Reputation: 1
I have the following data
Names[]
[1] John Simon is a great player
[2] Chi-Twi is from china
[3] O'Konnor works hard
[4] R.F is a swimmer
I need to extract only the names from all these rows and store them. I tried doing it this way.
[1] John Simon
[2] Chi-Twi
[3] O'Konnor
[4] R.F
names = gsub("(^[A-Z|a-z|.|-|']+[ ]+[A-Z|a-z|.|-|]+)[ ]+.*", "\\1",names)
can some one help me out?
Upvotes: 0
Views: 1693
Reputation: 81683
Based on @nhahtdh's comment, you can use
sub("(^\\w+\\W\\w+).*", "\\1", Names)
# [1] "John Simon" "Chi-Twi" "O'Konnor" "R.F"
Upvotes: 0
Reputation: 59273
Here's a regex that will work for this sample data:
names = gsub("(^[A-Za-z]+[^A-Za-z][A-Za-z]+)", "\\1", names)
If underscores are valid characters in a first or last name, you could shorten it to:
names = gsub("(^\\w+\\W\\w+)", "\\1", names)
It simply takes one or more letters, a non-letter, and then one or more letters again.

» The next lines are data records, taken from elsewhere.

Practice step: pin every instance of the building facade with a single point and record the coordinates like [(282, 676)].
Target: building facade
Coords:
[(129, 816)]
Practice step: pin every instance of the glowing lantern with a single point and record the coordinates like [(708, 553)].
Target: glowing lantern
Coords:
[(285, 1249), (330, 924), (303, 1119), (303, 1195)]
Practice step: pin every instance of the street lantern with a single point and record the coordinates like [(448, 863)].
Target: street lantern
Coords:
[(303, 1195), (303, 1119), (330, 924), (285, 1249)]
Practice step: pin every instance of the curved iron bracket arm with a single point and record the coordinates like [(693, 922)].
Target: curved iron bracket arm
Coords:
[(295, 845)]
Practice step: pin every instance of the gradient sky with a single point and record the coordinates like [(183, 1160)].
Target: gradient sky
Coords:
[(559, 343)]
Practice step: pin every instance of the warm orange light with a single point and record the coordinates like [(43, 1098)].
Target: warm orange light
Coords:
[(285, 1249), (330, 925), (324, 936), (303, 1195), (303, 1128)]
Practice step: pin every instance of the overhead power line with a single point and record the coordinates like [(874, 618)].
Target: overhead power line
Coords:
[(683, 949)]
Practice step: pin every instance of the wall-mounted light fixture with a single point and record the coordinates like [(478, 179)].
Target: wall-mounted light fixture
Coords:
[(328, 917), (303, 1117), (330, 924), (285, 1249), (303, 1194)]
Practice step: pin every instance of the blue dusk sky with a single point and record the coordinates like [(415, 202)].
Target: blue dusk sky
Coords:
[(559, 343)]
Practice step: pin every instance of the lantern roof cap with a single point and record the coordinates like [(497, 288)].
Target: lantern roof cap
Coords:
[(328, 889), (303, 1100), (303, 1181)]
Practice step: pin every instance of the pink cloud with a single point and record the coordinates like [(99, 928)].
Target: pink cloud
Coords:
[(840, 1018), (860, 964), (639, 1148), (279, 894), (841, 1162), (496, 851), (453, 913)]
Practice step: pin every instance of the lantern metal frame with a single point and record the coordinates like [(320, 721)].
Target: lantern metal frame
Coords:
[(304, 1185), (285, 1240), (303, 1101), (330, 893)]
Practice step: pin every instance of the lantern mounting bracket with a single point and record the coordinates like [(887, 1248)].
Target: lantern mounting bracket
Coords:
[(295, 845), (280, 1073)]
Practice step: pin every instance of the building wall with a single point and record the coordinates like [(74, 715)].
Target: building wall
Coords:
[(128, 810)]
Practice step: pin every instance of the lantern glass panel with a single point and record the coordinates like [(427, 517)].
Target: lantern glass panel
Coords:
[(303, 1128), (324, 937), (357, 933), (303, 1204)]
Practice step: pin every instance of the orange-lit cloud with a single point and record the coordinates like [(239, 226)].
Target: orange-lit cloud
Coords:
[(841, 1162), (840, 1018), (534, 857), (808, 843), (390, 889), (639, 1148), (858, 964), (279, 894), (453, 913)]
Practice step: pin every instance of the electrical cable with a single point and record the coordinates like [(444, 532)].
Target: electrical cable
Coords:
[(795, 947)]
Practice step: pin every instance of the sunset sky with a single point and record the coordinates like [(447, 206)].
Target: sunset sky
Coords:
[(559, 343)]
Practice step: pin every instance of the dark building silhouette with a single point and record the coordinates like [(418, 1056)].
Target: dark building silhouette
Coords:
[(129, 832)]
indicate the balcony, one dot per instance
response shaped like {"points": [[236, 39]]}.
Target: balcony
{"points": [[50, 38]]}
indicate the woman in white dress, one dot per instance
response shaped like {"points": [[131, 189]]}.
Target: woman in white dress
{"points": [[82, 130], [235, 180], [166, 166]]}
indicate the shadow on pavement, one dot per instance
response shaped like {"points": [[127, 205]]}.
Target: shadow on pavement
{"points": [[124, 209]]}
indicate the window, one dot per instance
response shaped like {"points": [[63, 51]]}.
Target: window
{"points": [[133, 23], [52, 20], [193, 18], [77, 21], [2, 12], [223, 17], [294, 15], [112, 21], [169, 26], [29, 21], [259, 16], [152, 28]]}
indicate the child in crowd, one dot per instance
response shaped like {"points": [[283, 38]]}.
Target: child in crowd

Some things I noticed wrong in your regex:
[A-Z|a-z|.|-|']+
actually matches A-Z
, |
, a-z
, |
(again), .
, |-|
(that's a range), and '
. You really wanted [A-Za-z.\\-']+
.
In any case, that's wrong, you don't want to include dots or dashes in the first name.
Upvotes: 1